Hey fury. What size did you order.... Boy do they ever have lots of products!!!


----------



## fury165 (Aug 21, 2010)

Finally got to look for it, and I purchased 2"x2" price featured version. You can cut with any old saw you have handy.

http://www.cabletiesandmore.ca/canadian/catalog/open-slot-duct-50mm-50mm-pieces-p-749.php

Check out the releasable cable ties while you are at it.. Under 6.00 for 100 count &#55357;&#56883; I love them. Look at the close ups of my open cable duct and you should see them. The hold things in place and makes removing thins a snap. 

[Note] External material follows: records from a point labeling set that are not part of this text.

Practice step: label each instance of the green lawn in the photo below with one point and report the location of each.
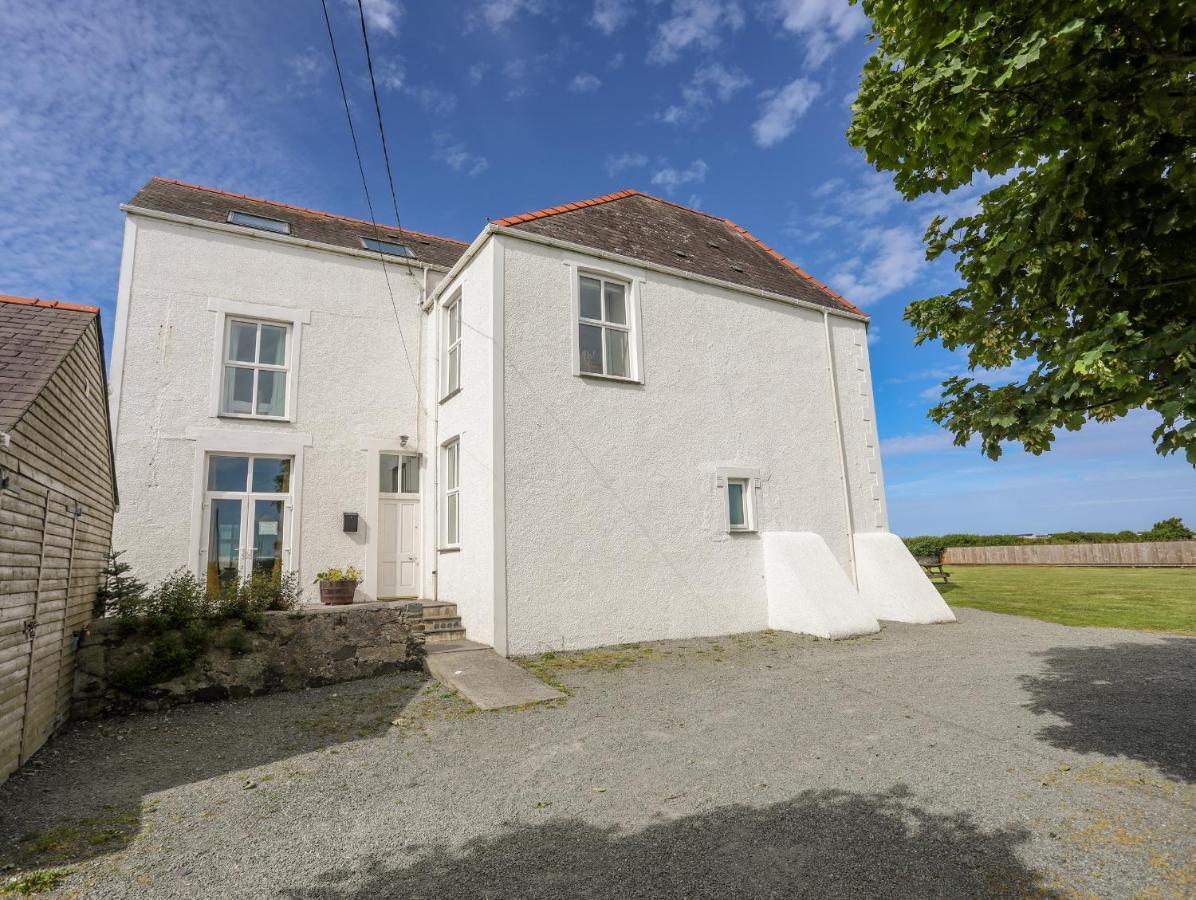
(1146, 599)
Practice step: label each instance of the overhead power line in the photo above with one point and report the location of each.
(365, 183)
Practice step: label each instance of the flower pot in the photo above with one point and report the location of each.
(337, 593)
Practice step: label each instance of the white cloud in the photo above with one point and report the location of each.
(585, 83)
(782, 109)
(694, 23)
(896, 259)
(708, 83)
(455, 154)
(498, 13)
(822, 24)
(476, 72)
(380, 14)
(101, 95)
(624, 161)
(908, 444)
(433, 99)
(609, 16)
(672, 178)
(391, 74)
(309, 66)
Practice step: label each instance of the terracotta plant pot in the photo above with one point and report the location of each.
(337, 593)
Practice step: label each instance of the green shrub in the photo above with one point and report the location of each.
(179, 618)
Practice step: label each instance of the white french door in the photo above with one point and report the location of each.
(246, 519)
(398, 526)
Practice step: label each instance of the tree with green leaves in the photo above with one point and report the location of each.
(1082, 259)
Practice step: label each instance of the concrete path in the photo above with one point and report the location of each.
(486, 679)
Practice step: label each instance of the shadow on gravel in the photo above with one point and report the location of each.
(822, 844)
(1135, 700)
(84, 794)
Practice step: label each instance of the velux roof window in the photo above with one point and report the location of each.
(258, 221)
(386, 246)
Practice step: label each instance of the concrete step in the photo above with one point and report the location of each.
(453, 646)
(457, 634)
(439, 623)
(488, 680)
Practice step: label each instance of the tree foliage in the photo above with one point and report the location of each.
(1082, 259)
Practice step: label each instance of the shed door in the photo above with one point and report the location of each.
(37, 552)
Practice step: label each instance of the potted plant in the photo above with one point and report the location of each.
(337, 586)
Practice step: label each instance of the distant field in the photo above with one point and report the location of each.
(1146, 599)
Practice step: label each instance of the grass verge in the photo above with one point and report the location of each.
(1143, 599)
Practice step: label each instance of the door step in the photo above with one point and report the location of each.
(440, 623)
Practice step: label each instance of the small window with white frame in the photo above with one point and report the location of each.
(452, 346)
(740, 506)
(451, 477)
(256, 368)
(605, 326)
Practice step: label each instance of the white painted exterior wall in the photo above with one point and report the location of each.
(615, 520)
(465, 576)
(348, 391)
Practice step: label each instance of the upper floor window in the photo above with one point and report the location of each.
(258, 221)
(386, 246)
(605, 338)
(450, 460)
(256, 368)
(452, 346)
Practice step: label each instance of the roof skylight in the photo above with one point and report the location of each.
(258, 221)
(386, 246)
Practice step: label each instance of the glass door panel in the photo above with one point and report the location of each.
(224, 544)
(268, 538)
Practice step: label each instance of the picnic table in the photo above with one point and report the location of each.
(933, 568)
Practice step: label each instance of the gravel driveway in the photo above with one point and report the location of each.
(998, 757)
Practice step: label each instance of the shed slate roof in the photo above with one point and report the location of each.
(35, 337)
(195, 201)
(658, 231)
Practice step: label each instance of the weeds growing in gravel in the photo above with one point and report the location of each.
(34, 882)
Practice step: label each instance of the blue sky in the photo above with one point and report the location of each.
(498, 106)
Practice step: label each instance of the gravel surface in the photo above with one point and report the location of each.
(998, 757)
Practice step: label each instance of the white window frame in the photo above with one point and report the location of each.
(452, 348)
(752, 483)
(450, 448)
(257, 367)
(248, 499)
(230, 442)
(272, 316)
(632, 289)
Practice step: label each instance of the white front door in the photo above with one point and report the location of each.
(398, 527)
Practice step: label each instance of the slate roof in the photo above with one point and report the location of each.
(658, 231)
(35, 337)
(195, 201)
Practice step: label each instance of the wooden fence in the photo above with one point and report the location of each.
(1146, 553)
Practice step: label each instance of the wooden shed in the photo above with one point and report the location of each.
(58, 494)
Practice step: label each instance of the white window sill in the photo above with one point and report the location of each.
(600, 377)
(252, 418)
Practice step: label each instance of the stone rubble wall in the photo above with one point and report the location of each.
(306, 647)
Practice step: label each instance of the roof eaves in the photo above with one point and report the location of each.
(795, 268)
(305, 210)
(48, 304)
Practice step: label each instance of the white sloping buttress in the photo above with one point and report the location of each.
(807, 589)
(892, 585)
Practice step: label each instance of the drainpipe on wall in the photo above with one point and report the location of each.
(842, 447)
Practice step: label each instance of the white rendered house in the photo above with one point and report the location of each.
(616, 420)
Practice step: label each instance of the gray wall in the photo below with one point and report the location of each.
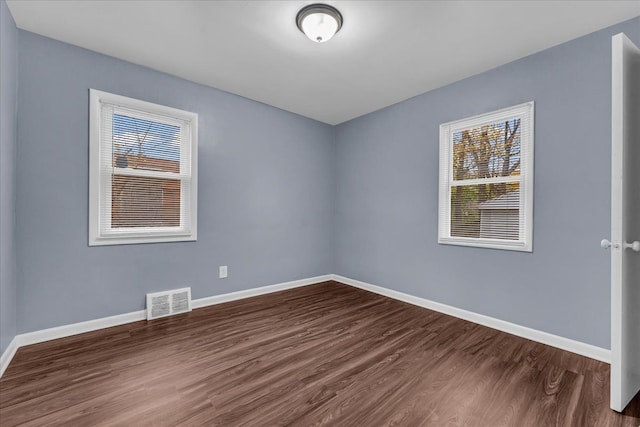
(8, 122)
(387, 198)
(264, 206)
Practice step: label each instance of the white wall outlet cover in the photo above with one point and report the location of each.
(222, 272)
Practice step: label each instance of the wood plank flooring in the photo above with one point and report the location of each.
(326, 354)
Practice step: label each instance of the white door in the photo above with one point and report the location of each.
(625, 222)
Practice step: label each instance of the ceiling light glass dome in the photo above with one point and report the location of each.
(319, 22)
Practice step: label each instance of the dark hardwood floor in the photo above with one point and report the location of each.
(325, 354)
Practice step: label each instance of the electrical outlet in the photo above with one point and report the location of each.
(223, 272)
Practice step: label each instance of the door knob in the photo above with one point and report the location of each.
(634, 246)
(606, 244)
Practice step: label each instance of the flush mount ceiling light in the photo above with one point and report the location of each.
(319, 21)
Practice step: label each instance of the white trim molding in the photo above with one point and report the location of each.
(49, 334)
(567, 344)
(248, 293)
(583, 349)
(7, 355)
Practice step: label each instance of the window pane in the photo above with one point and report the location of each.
(145, 144)
(490, 211)
(488, 151)
(144, 202)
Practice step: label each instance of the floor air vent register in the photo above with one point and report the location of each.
(167, 303)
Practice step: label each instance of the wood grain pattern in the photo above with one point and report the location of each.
(326, 354)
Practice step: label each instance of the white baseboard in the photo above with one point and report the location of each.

Edit: I bought the duct in 2011 for $37.99. Today the price is 38.35!!!


----------



## saltmeup (Nov 12, 2015)

fury165 said:


> Finally got to look for it, and I purchased 2"x2" price featured version. You can cut with any old saw you have handy.
> 
> http://www.cabletiesandmore.ca/canadian/catalog/open-slot-duct-50mm-50mm-pieces-p-749.php
> 
> ...


Thanks Fury !! Much appreciated ....truly. I'm going to order both the duct and the ties. Any other goodies I should consider while ordering ?


----------



## saltmeup (Nov 12, 2015)

Got that order placed. Thx for the feedback all.


----------